Trois singes (Les)

Affiche Trois singes (Les)
Réalisé par Nuri Bilge Ceylan
Pays de production Turquie, France, Italie
Année 2008
Durée
Genre Drame
Distributeur Pyramide Distribution
Acteurs Ahmet R?fat Sungar, Hatice Aslan, Yavuz Bingöl, Ercan Kesal, Ceren Olcay
Age légal 16 ans
Age suggéré 16 ans
N° cinéfeuilles 570
Bande annonce (Allociné)

Critique

On avait aimé UZAK et LES CLIMATS, on sera peut-être moins convaincu par LES TROIS SINGES (allégorie de ceux qui ne voient, n’entendent et ne disent rien), malgré son écriture subtile.
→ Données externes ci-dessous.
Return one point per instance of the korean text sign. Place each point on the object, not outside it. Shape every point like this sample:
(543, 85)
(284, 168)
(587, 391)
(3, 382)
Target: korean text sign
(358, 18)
Le film s’ouvre sur un long plan suivant une voiture sur une route déserte et aboutissant sur un cadavre abandonné derrière elle. L’auteur de l’accident semble être Servet, candidat aux élections nationales, qui demande à son factotum Eyüp, homme plutôt rugueux, de porter le chapeau et de faire une année de prison à sa place moyennant une somme coquette - ni vu ni connu. Le fils du détenu, Ismaël, glande au lieu de terminer ses études et ramasse des coups à cause de ses fréquentations douteuses qu’il cache à sa mère Hacer, celle-ci entretenant des relations troubles avec Servet et recourant à un stratagème semblable au sien pour camoufler une autre mort violente.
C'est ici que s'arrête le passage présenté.